Cox’s students often excelled compared to those of other professors, and he was highly regarded by them. Notable students included his son, Elbert Lucien Cox, and William Schieffelin Claytor, the third African American to earn a PhD in mathematics. Cox was promoted to professor in 1947 and became head of the Department of Mathematics in 1957, serving until 1961. He retired in 1965 at age 70, three years before his death. His portrait now hangs in the Howard mathematics department’s common room.
During World War II, Cox taught engineering science and war management from 1942 to 1944.
More…
During his life, Cox published two articles. He expanded on Niels Nörlund’s work on Euler polynomials as a solution to a particular difference equation. Cox used generalized Euler polynomials and the generalized Boole summation formula to expand on the Boole summation formula. He also studied a number of specialized polynomials as solutions for certain differential equations. In his other paper, published in 1947, he mathematically compared three grading systems.

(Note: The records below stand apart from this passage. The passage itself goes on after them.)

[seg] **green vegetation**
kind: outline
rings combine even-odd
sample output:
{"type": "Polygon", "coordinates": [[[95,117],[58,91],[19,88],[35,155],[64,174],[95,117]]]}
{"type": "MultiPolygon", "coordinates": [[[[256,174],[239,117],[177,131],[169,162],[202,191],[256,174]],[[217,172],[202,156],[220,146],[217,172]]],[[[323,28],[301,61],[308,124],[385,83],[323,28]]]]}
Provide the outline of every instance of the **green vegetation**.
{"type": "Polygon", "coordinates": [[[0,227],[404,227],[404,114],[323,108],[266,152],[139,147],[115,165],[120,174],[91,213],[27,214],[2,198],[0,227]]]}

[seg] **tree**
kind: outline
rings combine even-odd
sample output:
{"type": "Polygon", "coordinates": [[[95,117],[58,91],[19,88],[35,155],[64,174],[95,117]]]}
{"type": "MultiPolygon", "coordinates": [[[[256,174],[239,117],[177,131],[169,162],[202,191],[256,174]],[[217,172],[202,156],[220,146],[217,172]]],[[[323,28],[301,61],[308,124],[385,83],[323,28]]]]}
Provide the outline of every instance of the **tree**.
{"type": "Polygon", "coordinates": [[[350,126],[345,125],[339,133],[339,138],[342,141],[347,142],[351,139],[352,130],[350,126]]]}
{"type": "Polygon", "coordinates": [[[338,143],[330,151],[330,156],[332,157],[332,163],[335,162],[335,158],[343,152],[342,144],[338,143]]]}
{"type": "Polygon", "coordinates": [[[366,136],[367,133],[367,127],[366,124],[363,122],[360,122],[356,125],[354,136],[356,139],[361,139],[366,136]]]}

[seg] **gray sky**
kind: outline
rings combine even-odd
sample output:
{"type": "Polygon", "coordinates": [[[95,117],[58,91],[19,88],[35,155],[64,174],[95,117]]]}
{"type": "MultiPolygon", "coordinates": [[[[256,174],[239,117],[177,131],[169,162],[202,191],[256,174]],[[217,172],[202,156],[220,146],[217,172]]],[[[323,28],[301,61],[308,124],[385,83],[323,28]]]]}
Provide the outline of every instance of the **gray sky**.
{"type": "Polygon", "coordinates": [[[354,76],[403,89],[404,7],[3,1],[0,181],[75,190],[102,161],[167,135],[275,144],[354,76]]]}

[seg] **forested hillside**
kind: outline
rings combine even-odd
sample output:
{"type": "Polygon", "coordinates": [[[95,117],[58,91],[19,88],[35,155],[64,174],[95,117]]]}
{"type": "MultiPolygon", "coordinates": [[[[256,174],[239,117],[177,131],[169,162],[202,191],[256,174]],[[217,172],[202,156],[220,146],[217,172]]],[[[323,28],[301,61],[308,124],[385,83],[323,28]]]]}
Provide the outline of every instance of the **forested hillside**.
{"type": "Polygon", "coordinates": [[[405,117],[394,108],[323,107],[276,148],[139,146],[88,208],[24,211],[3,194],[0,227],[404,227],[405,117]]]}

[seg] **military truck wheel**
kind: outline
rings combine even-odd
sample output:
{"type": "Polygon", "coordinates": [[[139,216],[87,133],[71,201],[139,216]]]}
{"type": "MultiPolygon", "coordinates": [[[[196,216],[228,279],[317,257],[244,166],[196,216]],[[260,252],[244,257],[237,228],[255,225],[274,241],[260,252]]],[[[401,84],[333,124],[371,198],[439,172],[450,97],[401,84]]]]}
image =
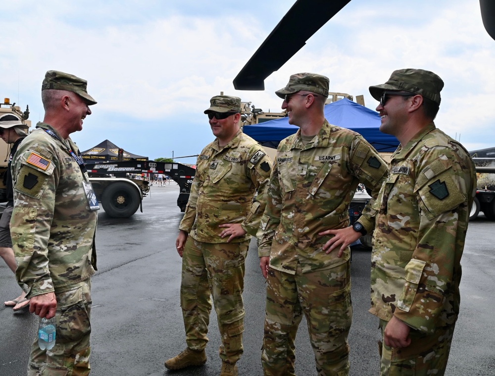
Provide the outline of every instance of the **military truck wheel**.
{"type": "Polygon", "coordinates": [[[495,220],[495,200],[492,200],[490,202],[484,204],[481,207],[481,211],[485,214],[487,219],[495,220]]]}
{"type": "Polygon", "coordinates": [[[476,197],[473,202],[473,206],[471,208],[471,213],[469,213],[469,220],[473,220],[478,215],[480,214],[480,201],[476,197]]]}
{"type": "Polygon", "coordinates": [[[103,192],[101,205],[114,218],[128,218],[136,213],[141,201],[136,188],[121,181],[112,183],[103,192]]]}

Although Cox did not live to see the launch of Howard’s mathematics PhD program, he played a significant role in its development, as noted in his obituary:
“It is believed by many that Cox did much to make it. Cox helped to build up the department to the point that the PhD program became a practical next step. He gave the department a great deal of credibility; primarily because of this personal prestige as a mathematician, as being the first black to receive a Ph.D. in mathematics, because of the nature and kinds of appointments to the faculty that were made while he chaired the Department, and because of the kinds of students that he attracted to Howard to study mathematics at both the undergraduate and master’s levels.”
Honors
The National Association of Mathematicians established the Cox–Talbot Address in his honor, which is annually delivered at the NAM’s national meetings. The Elbert F. Cox Scholarship Fund, which helps black students pursue studies, is also named after him.
Mathematician Talitha Washington championed Cox, leading to the November 2006 unveiling of a plaque in Evansville commemorating his pioneering achievement.
Family
Elbert and Beulah Cox had four children.